Penulis: Larasati Dyah Utami
Editor: Johnson Simanjuntak
TRIBUNNEWS.COM, JAKARTA – Anggota Ombudsman RI, Alamsyah Saragih mengatakan sinyal krisis stok minyak sawit Indonesia sudah mulai tampak paska tahun 2019.
Dimana hal ini ditunjukkan dengan produksi yang stagnan, ekspor yang meningkat tipis, sementara konsumsi domestik meningkat.
Saat dulu petani sawit membuang tandan buah segarnya karena harga yang jatuh, tanpa sadar sejak saat itu harga minyak sawit mulai naik, atau sebelum terjadi kenaikan harga-harga minyak nabati.
“Kadang kita lupa, fakta bahwa Indonesia merupakan produsen terbesar global (minyak sawit) menciptakan imajinasi kita memiliki persediaan yang tidak terbatas,” kata Alamsyah di diskusi bertajuk ‘Ironi Negara Penghasil Sawit Terbesar’, Senin (25/4/2022).
Alamsyah membeberkan, berdasarkan data dari GAPKI di tahun 2018, ada 4,02 juta ton stok awal di data neraca sawit Indonesia, dengan produksi mencapai 47,44 juta ton, dan konsumsi domestik mencapai 133,49 juta ton.
Saat itu biodiesel baru 3,80 juta ton dan ekspor capai 34,71 juta.

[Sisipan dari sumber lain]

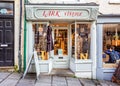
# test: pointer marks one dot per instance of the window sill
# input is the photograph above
(110, 65)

Baca juga: Larangan Ekspor Sawit dan Minyak Goreng akan Membuat Stok di Pasaran Melimpah dan Harga Terjangkau
Jika dilihat dari produksi dikurangi konsumsi dan ekspor, Indonesia sudah defisit 0,76 juta ton sejak tahun 2018. Stok akhir pada tahun 2018 hanya 3,26 juta ton.
Begitu pula pada tahun 2019, neraca sawit Indonesia menunjukkan defisit 1,02 juta ton.
Hanya pada tahun 2020, neraca sawit Indonesia menunjukkan surplus sebanyak 0,23 juta ton karena produksi meningkat.
“Tapi memang karena tanah kita terbatas, kemudian sawit swadaya rakyat kita itu produktivitasnya sangat rendah. Akibatnya sejak tahun 2019, ke 2020 dan 2021 cenderung stagnan di 51 juta ton. Sementara konsumsi terus naik pasca pandemi, dan ambisi pemerintah untuk meningkatkan program biodiesel,” ujarnya.
Oleh sebab itu, menurut Alamsyah wajar jika kelangkaan minyak goreng mulai dirasakan pada tahun 2022, karena diprediksi Indonesia bahkan akan mengalami defisit stok minus 1,5 persen.
Menurutnya tidak gampang mengimplementasikan kebijakan pemerintah untuk melakukan DMO dan DPO untuk menurunkan harga minyak sawit.
Sebab akan sulit memaksa perusahaan produksi CPO untuk menjual harga minyak goreng yang murah, dan dalam persepsi para pengusaha akan merugi.
Biasanya ini akan diimbangi dengan cara menurunkan harga buah sawit.
Namun hal tersebut juga bukan hal yang mudah, karena asosiasi petani sawit Indonesia memiliki informasi harga sawit di Rotterdam yang menjadi acuan.
Indeks K yang mengatur harga sawit pun mengacu pada harga CPO di Rotterdam, Belanda.
“Jadi tidak semudah membalik telapak tangan untuk mengatakan cukup dengan DMO dan DPO maka kemudian harga turun,” ujarnya.